Comentário de Paulo Marcio Brandi Rezende em 7 novembro 2015 às 21:16

Toda minha vida eu trabalhei com sistemas de uso corporativo, softwares acessados apenas por usuário internos para dar suporte ao negócio da empresa de alguma forma. Sendo assim meu "mind set" arquitetural acabou sendo fortemente influenciado por esse contexto, por esse mundo. Eu não faço ideia de quais são os estilos arquiteturais mais adequados para sistemas de automação industrial ou software embarcado, por exemplo. E estou apenas começando a caminhar no mundo das aplicações mobile.

Onde eu quero chegar com tudo isso é que também não faz parte do meu mundo pensar em soluções de arquitetura para aplicações como Facebook, Instragram, Twitter, Amazon, eBay, etc.
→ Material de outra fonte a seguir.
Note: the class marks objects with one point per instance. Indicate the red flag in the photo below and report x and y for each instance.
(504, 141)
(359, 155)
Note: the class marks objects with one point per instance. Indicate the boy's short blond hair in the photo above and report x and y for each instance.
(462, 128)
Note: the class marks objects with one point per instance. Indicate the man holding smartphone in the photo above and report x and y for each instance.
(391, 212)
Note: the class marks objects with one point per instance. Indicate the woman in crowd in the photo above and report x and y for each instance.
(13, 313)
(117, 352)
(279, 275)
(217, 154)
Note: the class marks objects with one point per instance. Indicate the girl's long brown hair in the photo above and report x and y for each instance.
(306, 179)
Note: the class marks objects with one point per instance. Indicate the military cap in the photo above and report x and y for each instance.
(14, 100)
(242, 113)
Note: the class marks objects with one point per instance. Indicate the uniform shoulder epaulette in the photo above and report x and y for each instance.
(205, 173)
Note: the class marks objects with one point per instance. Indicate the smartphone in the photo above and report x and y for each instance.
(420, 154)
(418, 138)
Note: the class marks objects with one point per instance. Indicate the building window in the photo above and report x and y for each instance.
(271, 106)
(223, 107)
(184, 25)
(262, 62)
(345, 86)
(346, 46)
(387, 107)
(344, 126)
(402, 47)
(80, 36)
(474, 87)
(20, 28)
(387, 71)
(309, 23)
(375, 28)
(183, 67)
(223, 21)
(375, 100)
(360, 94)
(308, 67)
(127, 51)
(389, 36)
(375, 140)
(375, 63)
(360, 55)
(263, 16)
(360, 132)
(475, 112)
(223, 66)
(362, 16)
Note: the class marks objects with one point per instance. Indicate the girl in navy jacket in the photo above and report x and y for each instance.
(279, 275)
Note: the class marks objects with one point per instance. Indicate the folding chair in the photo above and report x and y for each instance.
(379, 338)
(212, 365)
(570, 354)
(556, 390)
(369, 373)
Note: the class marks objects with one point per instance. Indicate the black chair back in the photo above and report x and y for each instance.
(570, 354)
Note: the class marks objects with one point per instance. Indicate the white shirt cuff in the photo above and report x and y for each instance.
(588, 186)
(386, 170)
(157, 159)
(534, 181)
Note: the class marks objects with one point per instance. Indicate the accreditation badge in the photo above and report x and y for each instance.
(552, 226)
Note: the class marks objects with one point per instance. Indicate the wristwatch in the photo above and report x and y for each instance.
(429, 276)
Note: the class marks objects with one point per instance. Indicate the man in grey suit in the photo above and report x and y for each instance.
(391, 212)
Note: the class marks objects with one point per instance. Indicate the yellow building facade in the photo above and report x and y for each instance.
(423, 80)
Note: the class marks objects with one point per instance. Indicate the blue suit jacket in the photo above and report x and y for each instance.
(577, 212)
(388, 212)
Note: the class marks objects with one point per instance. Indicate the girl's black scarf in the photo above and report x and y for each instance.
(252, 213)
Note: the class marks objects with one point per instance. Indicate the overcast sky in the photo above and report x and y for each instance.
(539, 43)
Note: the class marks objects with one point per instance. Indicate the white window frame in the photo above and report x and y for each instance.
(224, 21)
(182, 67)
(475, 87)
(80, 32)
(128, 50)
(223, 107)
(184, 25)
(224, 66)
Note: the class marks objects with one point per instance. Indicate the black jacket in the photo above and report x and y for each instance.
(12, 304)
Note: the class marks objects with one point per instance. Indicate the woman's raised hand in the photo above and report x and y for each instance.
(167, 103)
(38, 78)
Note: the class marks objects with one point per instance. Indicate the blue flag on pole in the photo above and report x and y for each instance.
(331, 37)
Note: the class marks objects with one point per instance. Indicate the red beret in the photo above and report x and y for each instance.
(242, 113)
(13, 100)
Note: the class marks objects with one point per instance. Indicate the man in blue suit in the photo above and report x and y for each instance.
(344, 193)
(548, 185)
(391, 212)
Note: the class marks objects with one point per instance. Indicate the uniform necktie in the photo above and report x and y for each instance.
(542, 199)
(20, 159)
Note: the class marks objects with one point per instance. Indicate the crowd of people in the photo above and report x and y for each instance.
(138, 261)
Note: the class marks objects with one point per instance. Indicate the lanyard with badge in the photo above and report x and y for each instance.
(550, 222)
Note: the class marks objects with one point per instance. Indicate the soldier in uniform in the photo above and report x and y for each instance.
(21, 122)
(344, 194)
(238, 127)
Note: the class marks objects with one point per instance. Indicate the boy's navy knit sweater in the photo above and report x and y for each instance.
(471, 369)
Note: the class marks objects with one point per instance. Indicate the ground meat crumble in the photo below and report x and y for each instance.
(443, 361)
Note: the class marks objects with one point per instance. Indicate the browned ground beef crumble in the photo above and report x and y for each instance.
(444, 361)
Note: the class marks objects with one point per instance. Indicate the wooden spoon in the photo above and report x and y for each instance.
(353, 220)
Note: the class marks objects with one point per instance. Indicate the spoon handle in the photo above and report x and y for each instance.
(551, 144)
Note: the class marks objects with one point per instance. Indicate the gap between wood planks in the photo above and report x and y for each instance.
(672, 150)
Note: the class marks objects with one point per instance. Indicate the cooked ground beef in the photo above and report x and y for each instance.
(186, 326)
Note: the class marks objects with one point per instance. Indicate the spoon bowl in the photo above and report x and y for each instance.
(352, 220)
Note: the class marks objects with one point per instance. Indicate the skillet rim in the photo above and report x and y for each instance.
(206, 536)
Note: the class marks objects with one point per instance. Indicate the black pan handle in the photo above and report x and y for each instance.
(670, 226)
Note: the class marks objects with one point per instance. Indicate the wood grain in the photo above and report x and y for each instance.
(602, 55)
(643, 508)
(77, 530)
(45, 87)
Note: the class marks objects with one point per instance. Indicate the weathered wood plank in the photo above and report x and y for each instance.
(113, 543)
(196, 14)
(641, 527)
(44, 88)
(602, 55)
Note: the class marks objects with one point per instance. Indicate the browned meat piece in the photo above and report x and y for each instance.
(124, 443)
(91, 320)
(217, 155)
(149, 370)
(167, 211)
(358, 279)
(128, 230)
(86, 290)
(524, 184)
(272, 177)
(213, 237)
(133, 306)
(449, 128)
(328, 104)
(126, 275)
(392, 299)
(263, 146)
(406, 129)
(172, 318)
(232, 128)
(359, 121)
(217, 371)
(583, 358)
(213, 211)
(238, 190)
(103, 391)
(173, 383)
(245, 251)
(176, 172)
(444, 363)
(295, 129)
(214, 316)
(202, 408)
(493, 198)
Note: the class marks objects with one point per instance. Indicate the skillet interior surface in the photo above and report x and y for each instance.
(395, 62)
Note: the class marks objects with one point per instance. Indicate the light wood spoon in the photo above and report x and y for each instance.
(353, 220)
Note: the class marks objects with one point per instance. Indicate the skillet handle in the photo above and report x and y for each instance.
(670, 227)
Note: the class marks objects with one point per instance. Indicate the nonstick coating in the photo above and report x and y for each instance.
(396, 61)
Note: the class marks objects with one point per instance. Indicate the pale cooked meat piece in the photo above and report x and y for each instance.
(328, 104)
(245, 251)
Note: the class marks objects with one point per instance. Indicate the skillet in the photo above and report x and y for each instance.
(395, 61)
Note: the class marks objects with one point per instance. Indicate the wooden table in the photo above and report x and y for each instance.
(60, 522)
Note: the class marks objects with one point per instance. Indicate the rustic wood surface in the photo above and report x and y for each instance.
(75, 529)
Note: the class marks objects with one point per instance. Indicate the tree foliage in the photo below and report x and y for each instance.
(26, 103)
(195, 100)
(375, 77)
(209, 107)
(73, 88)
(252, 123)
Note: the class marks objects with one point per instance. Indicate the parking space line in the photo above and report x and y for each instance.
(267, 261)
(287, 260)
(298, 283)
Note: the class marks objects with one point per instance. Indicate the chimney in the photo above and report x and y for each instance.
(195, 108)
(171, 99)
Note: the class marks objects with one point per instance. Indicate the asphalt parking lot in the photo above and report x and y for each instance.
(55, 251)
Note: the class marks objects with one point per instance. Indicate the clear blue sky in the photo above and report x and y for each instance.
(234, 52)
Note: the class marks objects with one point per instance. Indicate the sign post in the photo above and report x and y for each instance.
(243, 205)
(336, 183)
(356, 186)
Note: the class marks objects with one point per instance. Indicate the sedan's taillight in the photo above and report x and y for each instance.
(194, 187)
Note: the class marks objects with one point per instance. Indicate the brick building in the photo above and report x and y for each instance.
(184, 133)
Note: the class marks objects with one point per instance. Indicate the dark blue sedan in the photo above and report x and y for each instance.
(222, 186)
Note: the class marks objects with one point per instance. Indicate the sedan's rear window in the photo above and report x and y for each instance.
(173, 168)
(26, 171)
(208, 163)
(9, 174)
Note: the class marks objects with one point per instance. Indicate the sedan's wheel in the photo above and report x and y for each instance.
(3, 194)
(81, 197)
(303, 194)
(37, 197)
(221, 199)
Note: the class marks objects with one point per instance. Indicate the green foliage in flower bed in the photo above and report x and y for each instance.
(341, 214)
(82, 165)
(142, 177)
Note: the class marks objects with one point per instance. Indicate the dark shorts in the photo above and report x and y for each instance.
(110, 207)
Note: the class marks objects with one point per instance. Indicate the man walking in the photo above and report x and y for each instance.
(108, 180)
Eu sou aberto a mudanças, acho que a forma de "fazer software" evolui e tem que continuar evoluindo. Mas ao mesmo tempo eu vejo micro-serviços como algo mundo bom para ser aplicado num tipo de software que não faz parte do meu mundo. A aplicação de técnicas ágeis no mundo corporativo causou mais resultados positivos do negativos. Eu não estou falando de nada especifico como Scrum, XP, etc. Eu me refiro ao fato de que hoje vemos os usuários de negócio recebendo funcionalidades importantes num espaço de tempo menor, em comparação com projetos que duravam meses, as vezes anos, e não somavam nenhum valor ao dia-a-dia da empresa. Isso só foi possível aprendendo com gente que fazia software para outras finalidades. 

Mas dito tudo isso, a verdade é: eu não faço aplicação que é acessada por milhões de usuários, e que precisa estar preparada para ser acessada por bilhões. Eu não faço aplicação que precisa ser deployada várias vezes ao dia. Eu não faço aplicação que precisa estar distribuída em nível global. 

O fato de eu poder aprender muito com a experiência de empresas como Google, Amazon, Facebook não significa que eu tenha que fazer as coisas do jeito que eles fazem.

Acabou que não falei muito sobre os artigos do Paulo Merson, então acho que haverá uma segunda parte dos meus comentários.

Comentário de Henrique Lobo Weissmann em 7 novembro 2015 às 10:56
Parabéns pelo post: sem sombra de duvidas uma das melhores coisas que já li a respeito! Precisamos de mais material assim.